Carmen was one of those people everyone knew. She’d tell you herself that she was “loud” and very, very proud of her Puerto Rican roots. If you ever found her annoying (and we all did at times which she’d tell you herself) you quickly got over it because Carmen had a heart of gold. She’d do anything for anyone. She wanted the best for her HPS brothers and sisters.
Carmen looked forward to the HPS Conference every year like a small child looks forward to Christmas morning. She attended every year, and every year was in tears when it was time to go home.
She always sat in the front and championed remembering our HPS brothers and sisters who had gone on to heaven. Carmen had watched several of her own siblings die of HPS.
She was the proud mother of a son. I’ll never forget when he was accepted to college how she beamed, even over the phone. Carmen didn’t get a chance to benefit from an education, but she was so pleased her son would.
Although she developed the pulmonary fibrosis of HPS in the 90s, in the end it wasn’t the lung disease she battled for years that got her.
We always knew Carmen was tough. We never really knew just how tough until the final two years of her life. She experienced complications from bowel surgery, made necessary by the Crohn’s disease of HPS. While in the hospital, she contracted a hospital-borne “monster bug.” For two years she was never able to heal completely from the surgery, or fight off the mounting complications of infection.
I can’t imagine being hospitalized for two years, but Carmen endured the experience with such a positive attitude and a closeness to God that amazed everyone who came into contact with her.

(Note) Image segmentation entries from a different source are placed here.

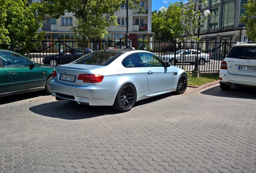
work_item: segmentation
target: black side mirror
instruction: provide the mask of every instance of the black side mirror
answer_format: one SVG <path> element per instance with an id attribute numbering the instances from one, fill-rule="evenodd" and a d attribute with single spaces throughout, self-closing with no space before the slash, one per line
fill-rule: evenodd
<path id="1" fill-rule="evenodd" d="M 171 66 L 171 64 L 170 63 L 170 62 L 165 62 L 165 67 L 169 67 L 169 66 Z"/>
<path id="2" fill-rule="evenodd" d="M 35 66 L 35 63 L 34 62 L 32 62 L 31 64 L 29 66 L 29 68 L 32 68 Z"/>

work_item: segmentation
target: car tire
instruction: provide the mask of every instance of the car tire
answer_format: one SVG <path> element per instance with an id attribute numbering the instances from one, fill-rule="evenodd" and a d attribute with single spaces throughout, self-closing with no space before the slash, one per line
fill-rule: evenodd
<path id="1" fill-rule="evenodd" d="M 226 85 L 225 83 L 220 82 L 219 86 L 223 90 L 229 90 L 231 88 L 231 85 Z"/>
<path id="2" fill-rule="evenodd" d="M 175 58 L 171 58 L 170 60 L 169 60 L 169 62 L 171 63 L 171 64 L 172 65 L 175 65 L 176 64 L 177 64 L 177 60 Z"/>
<path id="3" fill-rule="evenodd" d="M 55 66 L 58 64 L 58 61 L 54 59 L 51 59 L 49 61 L 48 64 L 51 66 Z"/>
<path id="4" fill-rule="evenodd" d="M 188 77 L 187 75 L 183 74 L 180 76 L 175 93 L 178 94 L 184 93 L 186 91 L 187 86 Z"/>
<path id="5" fill-rule="evenodd" d="M 125 112 L 130 110 L 136 101 L 136 91 L 132 85 L 123 85 L 118 91 L 112 108 L 115 110 Z"/>
<path id="6" fill-rule="evenodd" d="M 203 58 L 199 59 L 199 65 L 204 65 L 205 64 L 205 59 Z"/>
<path id="7" fill-rule="evenodd" d="M 51 95 L 52 94 L 52 92 L 51 92 L 51 90 L 50 90 L 50 81 L 52 80 L 52 76 L 47 79 L 46 80 L 46 82 L 45 82 L 45 86 L 44 88 L 44 92 L 48 95 Z"/>

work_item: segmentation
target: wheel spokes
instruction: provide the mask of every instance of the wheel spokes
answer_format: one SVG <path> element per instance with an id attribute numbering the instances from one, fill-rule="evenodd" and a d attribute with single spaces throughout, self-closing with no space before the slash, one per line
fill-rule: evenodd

While I don’t think Carmen would want us to wallow in our sadness about losing her, I do think it would mean a lot to her to know she was remembered. She championed the idea that we’d never forget those lost along the path to the cure. Now, she is one of our HPS angels.
I think she’d love it if we raised a glass in her honor and enjoyed ourselves.
When I think of Carmen, I can’t help but have the image in my mind of her arriving in heaven to see all of the HPS friends she lost over the years. I can imagine her entering the gates of heaven and saying something along the lines, “Okay God, I’m here. Now, we’ve got to have a talk about HPS. What do you plan to do about the cure?” We couldn’t have a better angel advocate in heaven.